De modo mais geral, Rossman acrescentou, o mundo das finanças está passando por muitas mudanças. “Acho que há uma mudança tecnológica, uma mudança geracional e, finalmente, a mudança estrutural [que] pode ser a mais importante é o crescimento do investimento em fundos mútuos.” Em vez de ver o capital privado como algo sombrio e arriscado, Rossman argumentou que ele está abrindo mais tipos de empresas para investimento, e que isso provavelmente crescerá, até mesmo se transformará de maneiras surpreendentes para muitos investidores.

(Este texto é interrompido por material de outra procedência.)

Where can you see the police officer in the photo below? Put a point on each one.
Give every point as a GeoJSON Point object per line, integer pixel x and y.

Rossman lembrou-se de comprar seu primeiro fundo mútuo por meio de um grande gestor de ativos no final dos anos 1990: “Custava 300 pontos base, três pontos percentuais para entrar, e eles selecionavam 28 empresas de tecnologia interessantes… e então, oh, a taxa de administração era de dois e meio, 250 pontos base por ano.” Hoje, ele disse, a revolução dos fundos indexados democratizou o acesso a ponto de você poder obter o mesmo fundo por apenas 5, 15 ou 25 pontos base. “É simplesmente incrível.”

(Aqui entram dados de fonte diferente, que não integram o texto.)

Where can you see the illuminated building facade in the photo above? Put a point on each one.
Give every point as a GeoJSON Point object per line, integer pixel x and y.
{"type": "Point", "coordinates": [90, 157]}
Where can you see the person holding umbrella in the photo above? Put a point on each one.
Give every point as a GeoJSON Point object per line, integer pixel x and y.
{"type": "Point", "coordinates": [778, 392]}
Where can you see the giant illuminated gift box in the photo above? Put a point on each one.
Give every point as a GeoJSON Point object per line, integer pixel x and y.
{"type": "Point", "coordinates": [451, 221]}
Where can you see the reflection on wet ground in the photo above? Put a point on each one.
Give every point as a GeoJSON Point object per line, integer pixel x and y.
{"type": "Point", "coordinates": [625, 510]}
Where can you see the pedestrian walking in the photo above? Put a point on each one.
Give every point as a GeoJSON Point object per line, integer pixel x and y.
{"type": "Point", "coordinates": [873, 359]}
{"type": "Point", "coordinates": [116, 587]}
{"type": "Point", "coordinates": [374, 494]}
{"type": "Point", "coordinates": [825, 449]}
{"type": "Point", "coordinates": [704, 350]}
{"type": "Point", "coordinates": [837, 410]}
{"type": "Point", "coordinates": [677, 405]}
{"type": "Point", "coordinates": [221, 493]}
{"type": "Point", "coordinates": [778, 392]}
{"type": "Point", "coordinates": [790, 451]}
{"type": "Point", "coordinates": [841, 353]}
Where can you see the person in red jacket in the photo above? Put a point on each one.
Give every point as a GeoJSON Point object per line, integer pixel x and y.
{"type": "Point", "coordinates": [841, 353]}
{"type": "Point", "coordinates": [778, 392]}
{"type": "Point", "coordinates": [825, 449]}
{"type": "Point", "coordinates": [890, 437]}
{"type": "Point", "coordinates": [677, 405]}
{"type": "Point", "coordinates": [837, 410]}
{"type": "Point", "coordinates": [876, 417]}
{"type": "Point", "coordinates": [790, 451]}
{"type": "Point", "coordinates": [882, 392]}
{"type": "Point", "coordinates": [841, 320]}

À medida que a linha entre capital público e privado se torna mais tênue, o mundo de US$ 22 trilhões do capital privado não é apenas uma história financeira — é um indicativo de como nossas economias, empresas e inovações serão construídas e avaliadas nos próximos anos. Com ativos privados rivalizando o tamanho de economias nacionais e os maiores nomes da tecnologia apostando alto fora dos olhos do público, os principais analistas acreditam que essa revolução está apenas começando.